Razvan Porumb is Assistant Lecturer and Development Officer of the Institute and is currently studying towards a PhD offered by Anglia Ruskin University through the Institute for Orthodox Christian Studies and the Cambridge Theological Federation, on the topic of Orthodox participation in ecumenical contexts. Razvan has previously completed an MA in Pastoral Theology (also through IOCS/CTF), writing his research thesis on 'Deification and Spiritual Life in Orthodox Pastoral Theology.' He previously worked for the Metropolitanate of Moldavia and Bucovina (Iasi, Romania) as editor and translator of theological literature - an activity he enjoyed for almost nine years. Razvan has had a special interest in ecumenism, being involved in various ecumenical milieux and more recently spending a year as an Intern with the World Council of Churches (Geneva, Switzerland) before coming to Cambridge.

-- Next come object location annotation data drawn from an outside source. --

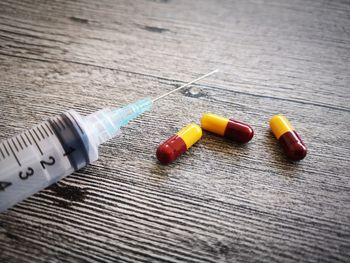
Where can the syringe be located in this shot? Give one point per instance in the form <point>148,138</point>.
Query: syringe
<point>41,156</point>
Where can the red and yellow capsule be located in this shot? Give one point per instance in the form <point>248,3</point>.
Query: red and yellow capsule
<point>228,128</point>
<point>179,143</point>
<point>291,143</point>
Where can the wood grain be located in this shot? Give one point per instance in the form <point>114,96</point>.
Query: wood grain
<point>220,202</point>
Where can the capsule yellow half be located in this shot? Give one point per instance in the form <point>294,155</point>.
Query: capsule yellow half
<point>280,125</point>
<point>214,123</point>
<point>190,134</point>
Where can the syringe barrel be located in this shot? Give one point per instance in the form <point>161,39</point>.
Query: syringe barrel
<point>39,157</point>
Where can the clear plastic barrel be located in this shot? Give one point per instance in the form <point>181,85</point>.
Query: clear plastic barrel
<point>41,156</point>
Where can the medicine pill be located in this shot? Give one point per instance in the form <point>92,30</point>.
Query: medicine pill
<point>228,128</point>
<point>179,143</point>
<point>291,143</point>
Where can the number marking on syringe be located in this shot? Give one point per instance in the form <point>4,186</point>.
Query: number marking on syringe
<point>13,153</point>
<point>31,135</point>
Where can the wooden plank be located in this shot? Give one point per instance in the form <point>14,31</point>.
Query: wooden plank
<point>220,202</point>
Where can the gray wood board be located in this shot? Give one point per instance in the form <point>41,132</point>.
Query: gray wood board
<point>219,202</point>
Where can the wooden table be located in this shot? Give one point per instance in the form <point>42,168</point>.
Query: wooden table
<point>220,202</point>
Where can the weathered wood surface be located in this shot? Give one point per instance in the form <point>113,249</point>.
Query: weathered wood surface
<point>220,202</point>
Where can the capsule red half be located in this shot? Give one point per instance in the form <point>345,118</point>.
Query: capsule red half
<point>179,143</point>
<point>290,141</point>
<point>228,128</point>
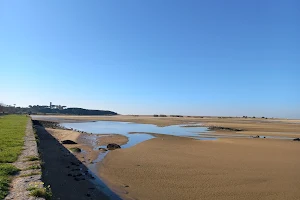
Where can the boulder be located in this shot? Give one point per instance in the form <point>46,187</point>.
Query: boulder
<point>68,142</point>
<point>113,146</point>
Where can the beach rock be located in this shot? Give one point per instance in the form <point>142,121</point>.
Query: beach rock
<point>113,146</point>
<point>75,150</point>
<point>102,149</point>
<point>68,142</point>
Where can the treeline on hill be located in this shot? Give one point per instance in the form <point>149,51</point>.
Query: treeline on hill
<point>45,110</point>
<point>77,111</point>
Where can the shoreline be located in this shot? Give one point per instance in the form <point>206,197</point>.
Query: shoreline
<point>124,169</point>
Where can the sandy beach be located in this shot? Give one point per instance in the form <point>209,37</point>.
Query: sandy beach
<point>169,167</point>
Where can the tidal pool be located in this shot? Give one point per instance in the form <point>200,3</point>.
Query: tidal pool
<point>135,132</point>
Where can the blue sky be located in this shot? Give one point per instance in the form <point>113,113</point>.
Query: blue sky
<point>144,57</point>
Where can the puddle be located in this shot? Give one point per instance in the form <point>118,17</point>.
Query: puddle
<point>142,132</point>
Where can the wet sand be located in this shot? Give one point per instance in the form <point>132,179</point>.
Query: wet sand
<point>169,167</point>
<point>172,168</point>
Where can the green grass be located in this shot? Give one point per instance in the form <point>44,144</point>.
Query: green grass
<point>32,158</point>
<point>12,131</point>
<point>44,192</point>
<point>75,149</point>
<point>33,167</point>
<point>31,174</point>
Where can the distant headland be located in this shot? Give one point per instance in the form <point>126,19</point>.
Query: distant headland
<point>52,109</point>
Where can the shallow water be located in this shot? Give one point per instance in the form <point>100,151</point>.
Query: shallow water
<point>142,132</point>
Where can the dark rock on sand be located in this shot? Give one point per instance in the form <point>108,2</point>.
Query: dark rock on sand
<point>68,142</point>
<point>113,146</point>
<point>214,128</point>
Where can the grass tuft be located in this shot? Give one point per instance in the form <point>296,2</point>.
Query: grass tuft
<point>75,149</point>
<point>32,158</point>
<point>31,174</point>
<point>12,131</point>
<point>33,167</point>
<point>44,192</point>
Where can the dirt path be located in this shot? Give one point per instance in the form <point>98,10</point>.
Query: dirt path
<point>68,177</point>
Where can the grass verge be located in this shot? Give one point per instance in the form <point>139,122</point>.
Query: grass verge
<point>44,192</point>
<point>12,131</point>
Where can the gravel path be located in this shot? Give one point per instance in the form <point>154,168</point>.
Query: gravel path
<point>24,179</point>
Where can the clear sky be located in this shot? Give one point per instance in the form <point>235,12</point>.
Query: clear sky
<point>212,57</point>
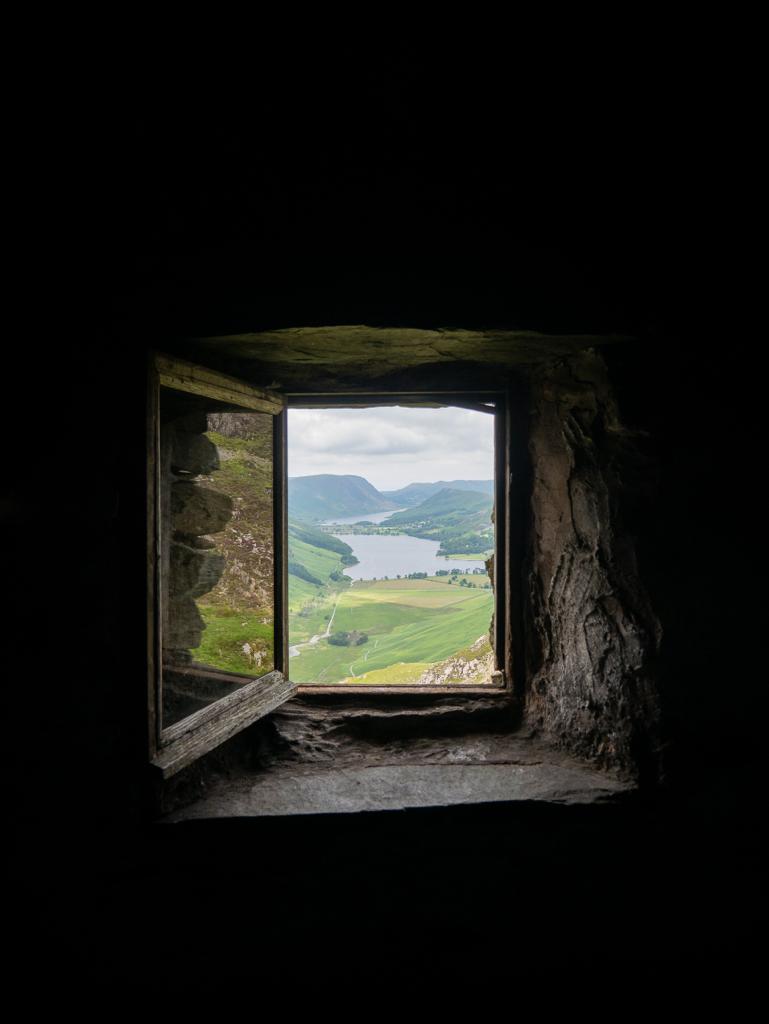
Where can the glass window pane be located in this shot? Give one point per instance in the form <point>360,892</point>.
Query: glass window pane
<point>216,550</point>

Rev'd Deacon Dragos Herescu is Assistant Lecturer and Secretary of the Institute. He is an alumni of the Institute, having completed the MA in Pastoral Theology some years ago. He later graduated an MPhil in Theology with the Divinity Faculty, University of Cambridge. He is currently undertaking doctoral research with Durham University, exploring the secularisation paradigm in the social and religious context of Eastern Orthodoxy, with particular focus on Romania. Apart from administrative duties, Deacon Dragos is also teaching at undergraduate level on the degree programmes offered through the Institute and the Cambridge Theological Federation. He serves for 'St John the Evangelist' Romanian Orthodox parish in Cambridge and, as part of the Institute's liturgical life, leads our small Byzantine choir. Before coming to Cambridge, Deacon Dragos worked for the Metropolitanate of Moldova and Bucovina (Iasi, Romania) as administrator and later as project officer responsible with accessing funds from the European Union for social assistance and cultural projects.
Mrs Victoria Tokareva, Assistant Librarian
Dr Matthew Ridley is the Federation's IT Officer. He is also IT Officer for IOCS, Wesley and Westcott.